L’invenzione del femminile, è poi proseguita con la serie dal titolo Regalità che esplora il rapporto tra immagine, rappresentazione e costruzione. Ogni fotografia ritrae una donna in una postura regale, imitando i ritratti dei dipinti occidentali, mentre indossa abiti ricchi e dall’aspetto principesco realizzati con materiali riciclati.

Nel 1976 ha pubblicato la serie Donne imagini in cui esplorava ulteriormente i ruoli imposti alle donne.

Non sono una fotografa, la macchina fotografica è solo lo strumento più diretto e immediato che, intorno alla metà degli anni Sessanta, cominciai a utilizzare come una scrittura, per fissare via via i frammenti e i luoghi dell’esperienza e perché stavo maturando l’urgenza di aprirmi e dialogare con le mie simili.
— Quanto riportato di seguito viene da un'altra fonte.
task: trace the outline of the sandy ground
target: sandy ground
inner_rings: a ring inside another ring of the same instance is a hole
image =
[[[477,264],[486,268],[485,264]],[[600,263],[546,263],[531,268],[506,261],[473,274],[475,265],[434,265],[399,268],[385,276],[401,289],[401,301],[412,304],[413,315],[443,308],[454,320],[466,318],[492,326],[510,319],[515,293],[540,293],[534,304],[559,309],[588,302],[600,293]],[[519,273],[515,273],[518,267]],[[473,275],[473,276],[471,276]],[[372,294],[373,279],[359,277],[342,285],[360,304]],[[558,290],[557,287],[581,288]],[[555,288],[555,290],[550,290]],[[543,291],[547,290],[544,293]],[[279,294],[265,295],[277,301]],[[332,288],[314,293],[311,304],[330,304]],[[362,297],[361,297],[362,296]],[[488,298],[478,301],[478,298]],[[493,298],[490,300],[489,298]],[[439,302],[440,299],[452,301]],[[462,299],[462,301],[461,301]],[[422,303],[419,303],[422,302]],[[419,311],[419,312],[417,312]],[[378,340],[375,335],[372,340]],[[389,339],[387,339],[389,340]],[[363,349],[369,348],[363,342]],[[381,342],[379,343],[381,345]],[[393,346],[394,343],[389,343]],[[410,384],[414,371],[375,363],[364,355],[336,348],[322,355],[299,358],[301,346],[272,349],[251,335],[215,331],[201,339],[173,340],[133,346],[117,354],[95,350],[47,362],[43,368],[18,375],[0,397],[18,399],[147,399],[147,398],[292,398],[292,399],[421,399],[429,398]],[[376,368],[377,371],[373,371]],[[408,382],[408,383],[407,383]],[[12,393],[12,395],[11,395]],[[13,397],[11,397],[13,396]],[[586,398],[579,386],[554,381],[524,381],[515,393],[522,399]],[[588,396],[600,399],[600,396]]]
Con le immagini e la mia consapevolezza ho “fatto” femminismo.

La fotografia è stata solo lo strumento che ha registrato la mobilitazione spontanea, partecipata ed entusiastica di decine di amiche che si prestarono allegramente a un gioco di svelamento del proprio essere al mondo, di cui ognuna coglieva la sotterranea induzione da parte di modelli maschili, che da secoli suggeriscono e guidano la nostra possibile o improbabile identità femminile.

Questo scandaglio testimoniava la surreale coesistenza di vita, di quotidianità, mentre nelle vie si consumavano, a volte, terribili agguati mortali.

Tutto questo si riproduceva in modo quasi sconcertante, via per via, negli agglomerati urbani che ancora oggi testimoniano spazi scanditi e assegnati per le emozioni, gli affetti, il lavoro: la coazione a ripetere. Questo ho voluto documentare con le mie foto.

Noi giovani ragazze di allora, anonime nella nostra vita quotidiana, abbiamo voluto lasciare una traccia che la macchina fotografica ha trattenuto ma che avrebbe potuto anche non esserci, poiché l’evento era determinato dai nostri incontri, divertiti ma non carnascialeschi.

Insomma, non si trattava di fare una “nuova arte” ma di trovare la forza e il coraggio di formulare un interrogativo grande come il mondo.

Marcella Campagnano ha deciso da molti anni di disertare quasi completamente la scena pubblica e gli ambienti artistici. Vive a Como in maniera molto ritirata col compagno di tutta la vita, l’artista Augusto Bernardi, da cui ha avuto un figlio, Giulio, che sta gradualmente recuperando e archiviando tutto l’enorme lavoro della madre.